Saturday, January 21, 2017

If You Don't Know How to Find a Woman, Ask a Fruit Fly - Science

Fruit flies -- the tiny insects that swarm our kitchens over the summer months -- exhibit rational decision making when selecting mates, according to new research.  Scientists observed different combinations of fruit flies mate about 2,700 times, and were surprised to discover that male flies almost always pick the female mate that would produce the most offspring.  The study provides the first evidence that fruit flies are capable of making rational choices.   (Science Daily:  Tiny fruit flies use cold hard logic to select mates)



Fruit flies (stock image).

Credit: © Patricia Chumillas / Fotolia

- SD

How can I even describe the wonder of knocking out these bugs with ether to study them under a microscope because those crinkled wings are a trait geneticists once followed with high interest, among many other bug things about them.

Lotho:  why try?

Good point.  Lotho knows the sheer exhilaration of lab joy ... but later he and Doc were trying to ferret out anything they could use as an additive for the racing fuel to make it more explosive.

Note:  yes, happily and luckily, both are still living.


Frankly, we're not interested in the precise manner in which fruit flies choose the perfect mate but the article may provide some illumination toward resolving your libidinal laxity.

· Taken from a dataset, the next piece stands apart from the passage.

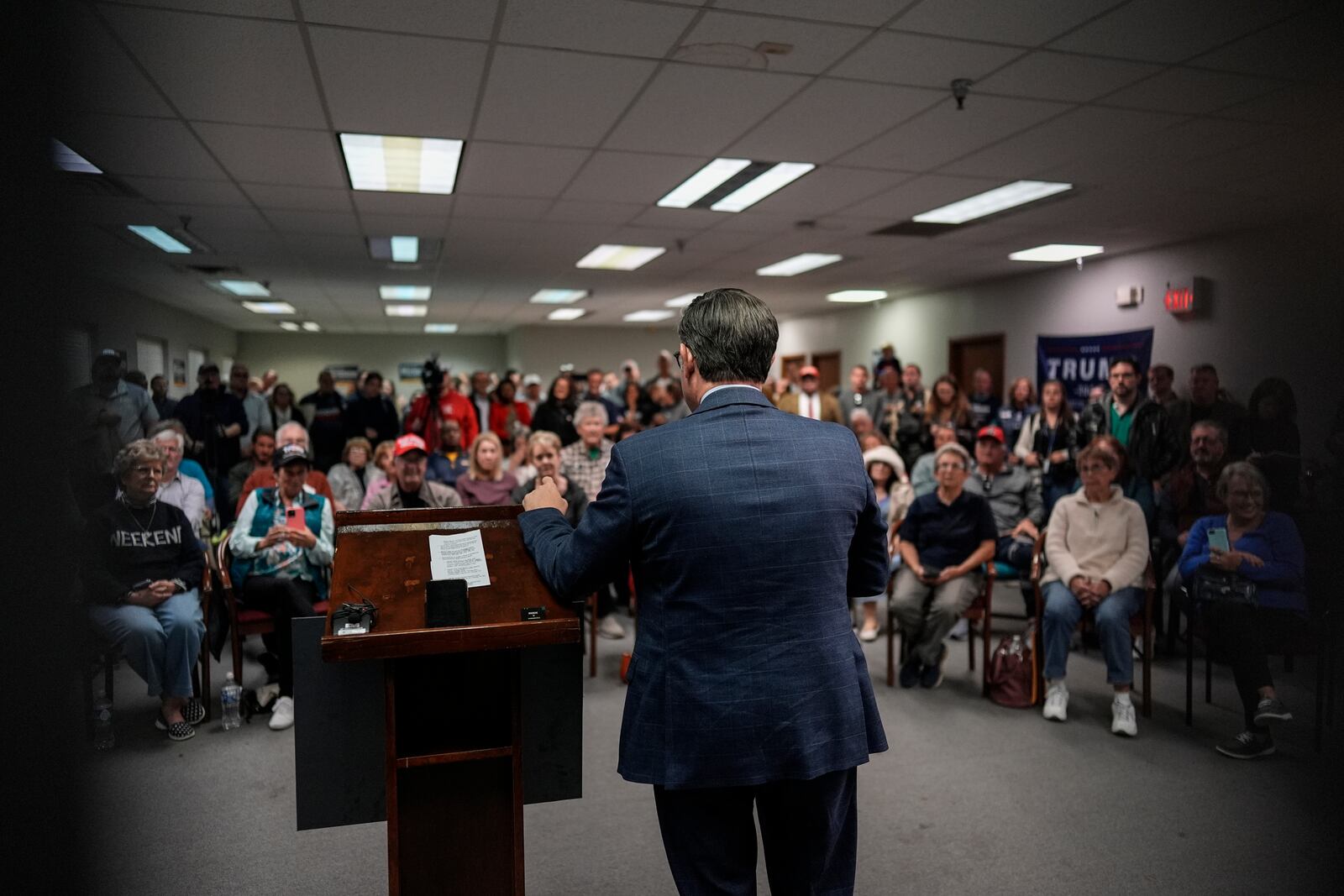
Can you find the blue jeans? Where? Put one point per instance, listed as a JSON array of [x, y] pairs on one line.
[[161, 644], [1113, 613]]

We do marvel in discovering, yes, there are scientists who study how flies fuck ... 2,700 times.

The only study more impressive than this one came from psychologists who used one-way glass to study bathroom habits in terms of whether people wash their hands after using the toilet.

Note:  they found that typically people will not do it unless someone else is there but unknown if there was any difference between the sexes in this behavior.


Perhaps you may think either of those qualify for the Worst Job in the World but I have better than that.

There are people Proctor & Gamble in Cincinnati sends to the Rumpke Mountain landfill to dig up Pampers to determine how well they are degrading.

That, I submit, is likely the worst job you can get which does not include getting shot, eaten by a bear, or being a TV pundit.